Перепелка
Марина Степнова
Марина Степнова
Перепелка
Перепелка была серенькая, неприметная, сидела, вжавшись в серую же траву, так что Борятинский едва не наступил и шарахнулся, споткнувшись о кочку. Перепелка не шевельнулась даже, и только по прижмуренному черному глазку ясно было — живая. Ты сдурела, что ли, милая? Или голову мне морочишь? Борятинский присмотрелся — так и есть. Вокруг перепелки лежало несколько легких комков пыли — птенцы. Тоже изо всех сил притворялись мертвыми. Борятинский наклонился, хотел тронуть одного пальцем, и перепелка немедленно раздулась, вспушила перья, пытаясь его напугать или хотя бы накрыть всех птенцов разом. Но сразу же поняла, что напрасно, не сумеет. По спинке ее прошла волна — не дрожи даже, а боли, такой видимой, ощутимой, что Борятинский отдернул руку. Пожалел. Хотя был охотник, заядлый, опытный, и за сезон, бывало, набивал столько дичи, что и хвастаться совестно.
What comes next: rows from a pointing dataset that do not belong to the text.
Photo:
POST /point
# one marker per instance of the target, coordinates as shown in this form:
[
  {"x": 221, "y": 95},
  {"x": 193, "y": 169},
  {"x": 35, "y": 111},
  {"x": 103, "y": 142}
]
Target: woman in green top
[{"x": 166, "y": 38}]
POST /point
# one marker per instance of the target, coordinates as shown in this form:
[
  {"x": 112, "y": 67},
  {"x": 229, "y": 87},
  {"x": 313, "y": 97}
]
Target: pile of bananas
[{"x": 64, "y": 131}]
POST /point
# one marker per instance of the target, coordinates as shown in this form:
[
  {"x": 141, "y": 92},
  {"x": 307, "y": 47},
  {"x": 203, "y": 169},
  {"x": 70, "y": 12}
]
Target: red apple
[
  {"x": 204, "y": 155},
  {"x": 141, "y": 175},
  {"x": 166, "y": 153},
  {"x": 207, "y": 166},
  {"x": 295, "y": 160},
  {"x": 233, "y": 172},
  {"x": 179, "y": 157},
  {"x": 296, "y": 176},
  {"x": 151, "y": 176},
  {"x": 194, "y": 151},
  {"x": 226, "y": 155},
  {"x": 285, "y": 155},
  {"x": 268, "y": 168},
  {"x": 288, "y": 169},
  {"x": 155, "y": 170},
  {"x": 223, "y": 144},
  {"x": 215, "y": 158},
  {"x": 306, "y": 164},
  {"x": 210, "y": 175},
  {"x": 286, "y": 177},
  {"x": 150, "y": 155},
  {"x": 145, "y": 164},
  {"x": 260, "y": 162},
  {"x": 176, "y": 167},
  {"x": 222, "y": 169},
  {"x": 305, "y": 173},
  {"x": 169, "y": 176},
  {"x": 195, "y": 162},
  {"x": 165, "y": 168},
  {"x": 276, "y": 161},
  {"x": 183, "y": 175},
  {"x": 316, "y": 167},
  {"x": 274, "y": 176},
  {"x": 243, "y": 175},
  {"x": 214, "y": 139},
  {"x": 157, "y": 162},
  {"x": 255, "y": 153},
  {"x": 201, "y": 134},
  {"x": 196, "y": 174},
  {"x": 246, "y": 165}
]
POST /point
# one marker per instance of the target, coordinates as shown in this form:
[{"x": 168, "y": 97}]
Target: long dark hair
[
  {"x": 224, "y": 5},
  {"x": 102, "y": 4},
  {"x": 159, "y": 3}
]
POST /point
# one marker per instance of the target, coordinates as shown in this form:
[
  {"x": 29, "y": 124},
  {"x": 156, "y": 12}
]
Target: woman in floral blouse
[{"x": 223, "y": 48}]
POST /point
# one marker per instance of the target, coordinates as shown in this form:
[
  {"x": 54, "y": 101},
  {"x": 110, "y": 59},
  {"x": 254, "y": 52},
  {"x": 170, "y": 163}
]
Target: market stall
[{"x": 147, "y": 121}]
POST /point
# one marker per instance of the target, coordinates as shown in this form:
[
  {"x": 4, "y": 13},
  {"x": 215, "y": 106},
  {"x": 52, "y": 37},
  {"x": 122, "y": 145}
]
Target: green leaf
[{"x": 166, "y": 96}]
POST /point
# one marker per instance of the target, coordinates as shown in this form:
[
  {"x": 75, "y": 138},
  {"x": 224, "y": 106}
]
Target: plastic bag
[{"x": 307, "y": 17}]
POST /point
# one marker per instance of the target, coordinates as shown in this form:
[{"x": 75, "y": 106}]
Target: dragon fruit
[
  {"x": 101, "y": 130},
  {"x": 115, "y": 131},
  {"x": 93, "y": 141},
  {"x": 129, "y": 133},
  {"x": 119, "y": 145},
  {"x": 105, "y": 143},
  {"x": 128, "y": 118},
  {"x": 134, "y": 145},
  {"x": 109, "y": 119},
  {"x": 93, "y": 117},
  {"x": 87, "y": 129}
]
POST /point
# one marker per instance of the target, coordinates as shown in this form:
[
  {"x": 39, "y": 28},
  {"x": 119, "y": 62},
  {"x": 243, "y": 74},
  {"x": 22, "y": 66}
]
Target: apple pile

Перепелка снова застыла, как будто надеялась, что Борятинский пришел не за ней или вовсе не существует, как не существует персональной смерти. Умирают ведь только чужие. А каждый из нас втайне уверен в собственном бессмертии. Борятинский некстати вспомнил особенно удачный выезд на болота, свист крыльев, азарт, приятную боль в натруженном прикладом плече и победное первобытное возвращение домой с трофеями. Наденька тогда вышла на черное крыльцо, увидела груду чирков — едва ли не вровень с верхней ступенькой. Вокруг уже суетились бабы, картаво каркал, распоряжаясь, повар-француз, а ветерок раздувал пушистые перья, тормошил их, топорщил — и гора стреляной птицы шевелилась, будто живая. Как она тогда посмотрела, Наденька. Сперва на гору эту, потом на него.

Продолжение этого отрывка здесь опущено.